First, we have to have transparent, cost-based pricing. For everything from drugs, to medical devices, hospital stays, medical procedures, imaging studies and lab tests. Doctor’s visits, too. I understand it’s popular among the more affluent among us to pay $1000 for an office visit to a Century City doctor who is out of network for all insurance plans, the thought being the doctor is so special it’s worth the cost. Let me be clear. In the large majority of cases that is not true.
Next we need health savings accounts. Pre-tax money that goes into a special account to be used for health care related expenses. Say $5000 per person per year, $10,000 per family per year. Simple round numbers for now. These accounts will be means tested. It will be determined based on your income how much of the designated amount you can afford to contribute and the federal government will subsidize the balance by issuing a health care credit card.

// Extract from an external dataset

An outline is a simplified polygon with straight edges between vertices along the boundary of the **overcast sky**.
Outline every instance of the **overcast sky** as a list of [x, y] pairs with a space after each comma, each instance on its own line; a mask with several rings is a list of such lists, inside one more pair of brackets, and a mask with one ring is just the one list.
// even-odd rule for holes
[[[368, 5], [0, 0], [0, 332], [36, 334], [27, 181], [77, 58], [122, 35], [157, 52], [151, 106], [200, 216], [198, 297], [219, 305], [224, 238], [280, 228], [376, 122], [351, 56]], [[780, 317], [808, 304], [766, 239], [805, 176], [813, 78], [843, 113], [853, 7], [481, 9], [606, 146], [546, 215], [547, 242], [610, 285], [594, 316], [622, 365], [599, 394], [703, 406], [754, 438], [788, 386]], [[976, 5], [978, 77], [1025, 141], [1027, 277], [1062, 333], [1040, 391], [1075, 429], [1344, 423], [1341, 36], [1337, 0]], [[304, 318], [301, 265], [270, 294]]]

To protect against catastrophic loss, insurance companies will offer high-deductible insurance plans in a variety of shapes and sizes to fit the variable needs of individual consumers. These can be offered by employers or can be purchased through buying groups. Goodbye to the individual market—a giant rip-off if ever there was one.
If you have a bad year and burn through your savings account money before year-end your insurance plan will kick in. If you are not employed or cannot for whatever reason afford a supplemental policy, you will be enrolled in Medicaid for the remainder of the year. Better than nothing and exactly what millions are getting from Obamacare now. Come January first new account deposits are made and new credit cards issued.
You are only obligated to spend the designated annual out-of-pocket dollars each year. If you spend less, it stays in the bank. If you have a really bad year you only spend the designated amount. You do not have to spend what you saved in previous years. So, the account has the possibility of growing over time. If and when you make it to the age of Medicare eligibility, (which I will soon, oh boy!), whatever is left in your health savings account can be rolled into your retirement account, tax deferred until it is withdrawn and then taxed as regular income.
There are myriad other details, surely, and the devil may well be in them. But the advantages are obvious. A pediatrician too busy to see the family of three with runny noses with Medicaid and who refers them instead to the ER might rethink things if instead of getting $12.00 a head from the government he can swipe the credit card for $50. This is good for the pediatrician, good for the patients, and good for the government, because the ER would have cost well over $150 per patient.
People spending their own money, either cash or credit card, tend to be more aware of how it’s being spent. Also, knowing the money you put away for health care could be available to you as retirement income would be an inducement to live a healthier lifestyle, thereby increasing your chances of living that long.
Again, this was not intended to be treatise on medical economics but merely a suggestion of how things could work if our leaders had the political will and integrity to take on the formidable obstacles facing health care reform. This is more or less what I sent Paul Ryan before his bill tanked.